In this article, we have given an overview of differential cohomology and gerbes. We began with an introduction to characteristic classes and the classification of integral cohomology groups using geometric objects. We then saw differential cohomology and the classification of complex line bundles with connection. Finally, we have seen what a gerbe is and its two-groupoid structure, as well as how gerbes and their higher analogs correspond to cocycles in the Deligne complex.
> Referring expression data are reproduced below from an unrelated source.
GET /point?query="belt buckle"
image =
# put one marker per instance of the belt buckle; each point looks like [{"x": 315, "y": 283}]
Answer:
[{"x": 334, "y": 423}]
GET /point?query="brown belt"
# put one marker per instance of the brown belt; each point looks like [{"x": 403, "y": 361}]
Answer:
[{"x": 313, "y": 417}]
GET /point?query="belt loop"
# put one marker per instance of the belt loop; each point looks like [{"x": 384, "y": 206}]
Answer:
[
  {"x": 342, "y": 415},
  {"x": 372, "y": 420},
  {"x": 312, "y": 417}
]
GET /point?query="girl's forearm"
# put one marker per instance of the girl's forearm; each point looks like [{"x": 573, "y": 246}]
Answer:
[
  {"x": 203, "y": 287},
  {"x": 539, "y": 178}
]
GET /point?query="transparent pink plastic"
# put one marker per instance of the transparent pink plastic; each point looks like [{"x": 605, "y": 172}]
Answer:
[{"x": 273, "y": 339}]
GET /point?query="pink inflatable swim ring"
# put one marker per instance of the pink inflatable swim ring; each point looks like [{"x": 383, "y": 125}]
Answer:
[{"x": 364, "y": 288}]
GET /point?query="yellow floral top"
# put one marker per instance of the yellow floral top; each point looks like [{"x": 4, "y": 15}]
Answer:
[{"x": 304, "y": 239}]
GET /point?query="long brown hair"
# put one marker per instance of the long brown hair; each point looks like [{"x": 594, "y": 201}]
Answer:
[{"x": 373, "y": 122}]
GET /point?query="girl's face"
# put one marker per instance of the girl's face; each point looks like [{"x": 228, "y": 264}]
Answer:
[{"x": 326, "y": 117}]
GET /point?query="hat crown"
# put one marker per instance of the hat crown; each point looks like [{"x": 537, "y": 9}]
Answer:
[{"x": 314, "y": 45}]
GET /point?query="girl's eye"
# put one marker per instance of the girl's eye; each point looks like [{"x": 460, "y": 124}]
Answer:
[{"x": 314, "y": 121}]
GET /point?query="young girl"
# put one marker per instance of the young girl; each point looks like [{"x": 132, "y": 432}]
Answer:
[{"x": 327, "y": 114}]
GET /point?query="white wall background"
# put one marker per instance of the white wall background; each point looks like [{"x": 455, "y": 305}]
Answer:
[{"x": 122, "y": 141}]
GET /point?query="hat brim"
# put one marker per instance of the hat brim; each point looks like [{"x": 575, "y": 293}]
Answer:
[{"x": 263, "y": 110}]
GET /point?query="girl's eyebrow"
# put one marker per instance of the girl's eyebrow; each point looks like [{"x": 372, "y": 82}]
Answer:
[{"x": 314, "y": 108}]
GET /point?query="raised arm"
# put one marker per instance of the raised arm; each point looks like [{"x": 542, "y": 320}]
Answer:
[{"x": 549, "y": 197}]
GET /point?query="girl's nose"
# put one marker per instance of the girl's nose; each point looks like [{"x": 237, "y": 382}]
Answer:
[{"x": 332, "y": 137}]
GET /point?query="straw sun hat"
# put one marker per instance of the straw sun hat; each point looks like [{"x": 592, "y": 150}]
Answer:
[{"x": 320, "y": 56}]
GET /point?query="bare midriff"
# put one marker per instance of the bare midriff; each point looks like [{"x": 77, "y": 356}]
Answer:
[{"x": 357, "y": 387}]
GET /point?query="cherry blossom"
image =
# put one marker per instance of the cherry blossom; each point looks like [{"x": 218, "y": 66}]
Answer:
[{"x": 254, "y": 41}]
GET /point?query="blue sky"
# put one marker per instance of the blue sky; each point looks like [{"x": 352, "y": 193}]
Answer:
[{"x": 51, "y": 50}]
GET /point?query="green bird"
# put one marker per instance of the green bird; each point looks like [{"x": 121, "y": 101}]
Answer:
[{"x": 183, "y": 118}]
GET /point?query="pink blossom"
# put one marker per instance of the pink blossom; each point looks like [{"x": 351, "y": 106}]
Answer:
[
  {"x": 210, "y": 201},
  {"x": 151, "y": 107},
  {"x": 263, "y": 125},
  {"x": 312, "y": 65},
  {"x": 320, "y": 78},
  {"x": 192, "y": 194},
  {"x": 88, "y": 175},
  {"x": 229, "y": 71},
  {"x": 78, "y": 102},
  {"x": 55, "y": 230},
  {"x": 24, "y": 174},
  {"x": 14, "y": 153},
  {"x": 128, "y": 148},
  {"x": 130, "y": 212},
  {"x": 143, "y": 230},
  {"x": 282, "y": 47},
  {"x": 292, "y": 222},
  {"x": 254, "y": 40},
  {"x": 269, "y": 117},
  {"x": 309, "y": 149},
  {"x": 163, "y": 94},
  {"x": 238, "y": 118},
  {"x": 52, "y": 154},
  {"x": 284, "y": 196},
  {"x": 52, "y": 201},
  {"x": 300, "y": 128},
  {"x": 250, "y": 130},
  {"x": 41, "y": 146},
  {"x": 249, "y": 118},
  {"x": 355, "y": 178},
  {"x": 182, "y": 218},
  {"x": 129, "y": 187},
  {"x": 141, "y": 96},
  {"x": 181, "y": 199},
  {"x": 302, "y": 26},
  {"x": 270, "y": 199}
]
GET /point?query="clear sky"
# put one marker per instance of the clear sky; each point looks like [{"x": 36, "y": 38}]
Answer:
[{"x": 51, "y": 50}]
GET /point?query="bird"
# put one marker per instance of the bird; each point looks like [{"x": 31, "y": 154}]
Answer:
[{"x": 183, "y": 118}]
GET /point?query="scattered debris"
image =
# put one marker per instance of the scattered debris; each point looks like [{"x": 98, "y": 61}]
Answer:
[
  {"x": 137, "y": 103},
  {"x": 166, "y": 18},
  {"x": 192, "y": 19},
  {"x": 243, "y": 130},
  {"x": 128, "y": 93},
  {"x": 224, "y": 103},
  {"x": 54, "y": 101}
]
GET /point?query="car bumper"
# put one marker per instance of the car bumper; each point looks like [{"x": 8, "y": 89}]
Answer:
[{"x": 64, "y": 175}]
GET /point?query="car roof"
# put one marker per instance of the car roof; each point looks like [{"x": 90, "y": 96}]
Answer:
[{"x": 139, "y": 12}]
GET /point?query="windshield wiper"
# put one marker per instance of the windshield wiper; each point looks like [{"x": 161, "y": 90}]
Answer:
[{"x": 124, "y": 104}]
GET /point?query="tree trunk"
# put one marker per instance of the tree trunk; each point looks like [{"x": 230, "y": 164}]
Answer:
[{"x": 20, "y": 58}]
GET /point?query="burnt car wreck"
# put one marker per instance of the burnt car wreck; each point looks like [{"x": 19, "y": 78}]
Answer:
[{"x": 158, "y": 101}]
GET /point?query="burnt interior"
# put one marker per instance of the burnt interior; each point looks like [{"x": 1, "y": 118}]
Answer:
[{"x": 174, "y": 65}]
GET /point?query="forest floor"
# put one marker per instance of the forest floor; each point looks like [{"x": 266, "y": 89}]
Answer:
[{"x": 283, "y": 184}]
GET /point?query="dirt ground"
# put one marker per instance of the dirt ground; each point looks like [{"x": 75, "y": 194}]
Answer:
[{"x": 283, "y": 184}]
There are numerous future directions for research based on what we have considered in this paper. We will give three possible directions. First, the G-equivariant differential cohomology has been considered by Redden [2] and Kübel and Thom [38] when the Lie group G is compact. Applications of these constructions have to be developed. Additionally, Redden and the author [39] have established that isomorphism classes of G-equivariant bundle gerbes with a connection are naturally isomorphic to the degree-three differential cohomology of the differential quotient stack. One can expect to establish analogous results for higher gerbes. As a different route, there is an interesting relationship between the arithmetic Chow group of a complex projective variety and its differential cohomology group [6]. One has to cast a light on this result to generalize it as a result over the Deligne–Mumford stacks. Finally, along the vein of the work of Freed and Moore [40] and Gawȩdzki [15], the theory of differential cohomology and gerbes should be further developed to investigate the topology of matters.